糸井、4番で初本塁打 先制7号「勝てたことが大きい」

[ 2014年6月4日 05:30 ]

<オ・ヤ>1回2死二塁、糸井が右越えに7号先制2ランを放つ

交流戦 オリックス5―0ヤクルト

(6月3日 京セラD)
 高い放物線を描いた白球は、勢いを失わずに右翼席へと消えた。こん身の一振りで、オリックスに勝利への道筋を引いたのは糸井だった。

 「チャンスだから、打てると思ったら初球から行こうと思っていた」

 初回2死二塁。ヤクルト先発・古野の初球139キロ直球を強振。先制の7号2ランは連敗を2で止める決勝弾となった。
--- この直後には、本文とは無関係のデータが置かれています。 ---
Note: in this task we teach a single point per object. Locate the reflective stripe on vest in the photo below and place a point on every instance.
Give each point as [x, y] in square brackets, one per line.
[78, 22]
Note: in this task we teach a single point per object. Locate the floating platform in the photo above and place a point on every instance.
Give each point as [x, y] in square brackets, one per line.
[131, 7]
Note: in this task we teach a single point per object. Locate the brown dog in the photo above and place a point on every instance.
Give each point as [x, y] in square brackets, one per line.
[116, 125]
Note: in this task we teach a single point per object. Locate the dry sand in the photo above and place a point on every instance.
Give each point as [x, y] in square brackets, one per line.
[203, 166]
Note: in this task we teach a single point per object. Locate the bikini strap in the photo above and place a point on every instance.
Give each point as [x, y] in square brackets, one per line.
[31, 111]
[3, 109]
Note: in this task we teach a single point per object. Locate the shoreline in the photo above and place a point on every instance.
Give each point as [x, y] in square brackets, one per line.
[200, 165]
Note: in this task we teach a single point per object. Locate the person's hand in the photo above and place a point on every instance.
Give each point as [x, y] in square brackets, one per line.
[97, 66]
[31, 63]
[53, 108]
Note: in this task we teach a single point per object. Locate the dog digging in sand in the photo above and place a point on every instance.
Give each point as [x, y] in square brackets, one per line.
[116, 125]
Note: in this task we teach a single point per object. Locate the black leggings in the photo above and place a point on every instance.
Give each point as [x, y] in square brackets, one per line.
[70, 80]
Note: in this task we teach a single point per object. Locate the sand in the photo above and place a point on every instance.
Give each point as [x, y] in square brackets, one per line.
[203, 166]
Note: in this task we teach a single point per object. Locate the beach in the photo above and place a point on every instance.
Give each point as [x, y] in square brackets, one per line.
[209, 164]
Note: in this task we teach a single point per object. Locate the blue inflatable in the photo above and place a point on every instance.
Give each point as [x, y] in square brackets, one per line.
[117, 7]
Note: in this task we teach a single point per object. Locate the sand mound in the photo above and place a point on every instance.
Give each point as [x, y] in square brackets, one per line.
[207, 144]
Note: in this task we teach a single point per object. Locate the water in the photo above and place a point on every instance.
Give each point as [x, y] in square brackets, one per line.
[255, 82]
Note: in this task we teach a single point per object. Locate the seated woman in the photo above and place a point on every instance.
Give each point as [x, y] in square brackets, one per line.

 この男、まさに超人だ。今月1日の巨人戦(京セラドーム)。初回の第1打席で自打球を顔面に当て、直後の守備から交代。口からの出血が止まらず、試合中に神戸市内の病院に向かい、下唇の内側を3針縫合した。出場すら危ぶまれたこの日の試合。それでも糸井は、やはり糸井だった。試合前、状態を問う報道陣にほほ笑みながら口をモゴモゴ…。「メシ、食べられへんわ!」と絶叫し、選手食堂に入るなど、おちゃめな姿を披露していた。試合後も口をモゴモゴしながら「じぇんじぇん、しゃべれなあい」(推定)「(食事は)スプーンで奥まで入れてる」と真顔でコメント。一体、どこまで本気なのか…。

 通算6試合目の4番スタメン。通算79本目は4番で放った初めての本塁打だった。さらに今季、本塁打を放った試合は6戦6勝。2安打2四球と全打席で出塁し、5回2死一塁では今季15個目の盗塁も決めるなど、躍動した超人は「勝てたことが大きい」と勝利を心から喜んだ。

 森脇監督からも「交代することすら悔しかっただろう。思いをこういう形で表現してくれたことは頼もしい」と絶大な信頼を寄せられている。存在が打線を活気付ける。糸井にとって、多少の痛みはケガではない。